Cette année a été particulièrement difficile pour les apiculteurs au Québec. Certains experts pointent du doigt les pesticides néonicotinoïdes qu’on retrouve essentiellement dans les cultures de maïs, de soja et de canola.

«Les semences sont enrobées de ces pesticides et mises en terres, le produit va ensuite atteindre le pollen lorsque la plante grandit et forme une fleur,» explique la professeure associée au département biologique de l’Université du Québec à Montréal, Madeleine Chagnon. Les abeilles qui butinent ces pollens sont intoxiquées par «des doses infimes et sous-létal. Cela agit à retardement, et petit à petit elles meurent.
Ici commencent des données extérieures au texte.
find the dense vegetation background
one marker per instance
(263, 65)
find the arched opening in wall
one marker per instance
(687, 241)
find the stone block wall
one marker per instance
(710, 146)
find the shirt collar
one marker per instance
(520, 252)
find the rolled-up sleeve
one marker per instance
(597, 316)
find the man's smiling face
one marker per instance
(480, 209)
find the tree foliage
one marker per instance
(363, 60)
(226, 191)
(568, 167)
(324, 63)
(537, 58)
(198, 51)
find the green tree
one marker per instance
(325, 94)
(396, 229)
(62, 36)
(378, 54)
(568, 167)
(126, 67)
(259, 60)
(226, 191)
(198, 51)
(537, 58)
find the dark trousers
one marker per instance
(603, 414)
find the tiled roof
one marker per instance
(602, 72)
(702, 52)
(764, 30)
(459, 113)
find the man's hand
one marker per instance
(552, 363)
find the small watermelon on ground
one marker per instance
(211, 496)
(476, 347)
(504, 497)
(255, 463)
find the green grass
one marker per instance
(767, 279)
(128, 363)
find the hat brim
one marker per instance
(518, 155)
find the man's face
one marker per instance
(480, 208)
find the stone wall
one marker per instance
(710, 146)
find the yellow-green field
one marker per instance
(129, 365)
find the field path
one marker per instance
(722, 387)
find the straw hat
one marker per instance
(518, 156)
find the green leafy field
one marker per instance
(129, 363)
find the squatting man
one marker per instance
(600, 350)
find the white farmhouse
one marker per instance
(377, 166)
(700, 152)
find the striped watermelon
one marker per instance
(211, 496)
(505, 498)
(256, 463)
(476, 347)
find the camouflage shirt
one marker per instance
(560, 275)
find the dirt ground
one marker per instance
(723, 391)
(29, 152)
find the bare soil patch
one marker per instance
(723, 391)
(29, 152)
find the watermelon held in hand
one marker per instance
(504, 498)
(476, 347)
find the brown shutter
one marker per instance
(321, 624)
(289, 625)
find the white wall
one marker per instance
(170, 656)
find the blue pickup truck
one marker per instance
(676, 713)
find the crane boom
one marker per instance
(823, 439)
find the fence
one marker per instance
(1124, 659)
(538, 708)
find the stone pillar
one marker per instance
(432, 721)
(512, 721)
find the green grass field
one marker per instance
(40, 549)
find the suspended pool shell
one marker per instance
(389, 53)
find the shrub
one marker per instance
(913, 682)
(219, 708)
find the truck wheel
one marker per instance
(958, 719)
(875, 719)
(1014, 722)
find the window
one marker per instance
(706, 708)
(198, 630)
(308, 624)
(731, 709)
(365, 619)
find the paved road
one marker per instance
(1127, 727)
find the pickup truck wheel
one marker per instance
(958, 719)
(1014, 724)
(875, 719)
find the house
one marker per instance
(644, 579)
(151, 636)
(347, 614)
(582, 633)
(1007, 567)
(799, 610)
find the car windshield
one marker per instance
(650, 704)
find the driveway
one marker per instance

C’est très difficile à analyser,» décrypte Mme Chagnon.

Ces pesticides sont «très persistants dans nos sols tempérés, ils y restent presque deux ans,» ajoute Mme Chagnon.

Une synergie de facteurs

En Gaspésie, les cultures de maïs et de soja, bien que traitées,restent peu nombreuses.

Comment peut-on alors expliquer la mortalité de ces abeilles dans des régions où les pesticides sont peu présents ? Il n’y a pas eu d’analyse scientifique en Gaspésie, mais cela peut être une synergie de facteurs. « Si les abeilles doivent combattre les pesticides ou/et sont fragilisées par le froid ou l’humidité, leur système s’épuise et elles succombent plus vite aux maladies opportunistes comme le varroa, » analyse M. Chagnon.

Une affaire mondiale

La mortalité des abeilles est une problématique mondiale qui touche le Québec depuis 20-25 ans selon le médecin vétérinaire, Claude Boucher. «La mortalité hivernale est en moyenne de 30 % au Québec, elle est en partie reliée au problème de l’environnement, de l’agriculture intensive, et à l’appauvrissement de l’environnement floral,» décrit-il.

Cette instabilité rend difficile l’activité des apiculteurs et leur demande du travail supplémentaire pour garder en vie les insectes garants de leur chiffre d’affaires.

«Les abeilles sont le baromètre de l’environnement,» constate Manon Houle. La mortalité des abeilles inquiète aussi les scientifiques sur la santé des polinisateurs sauvages. Leur survie est essentielle aux productions maraîchères et florales.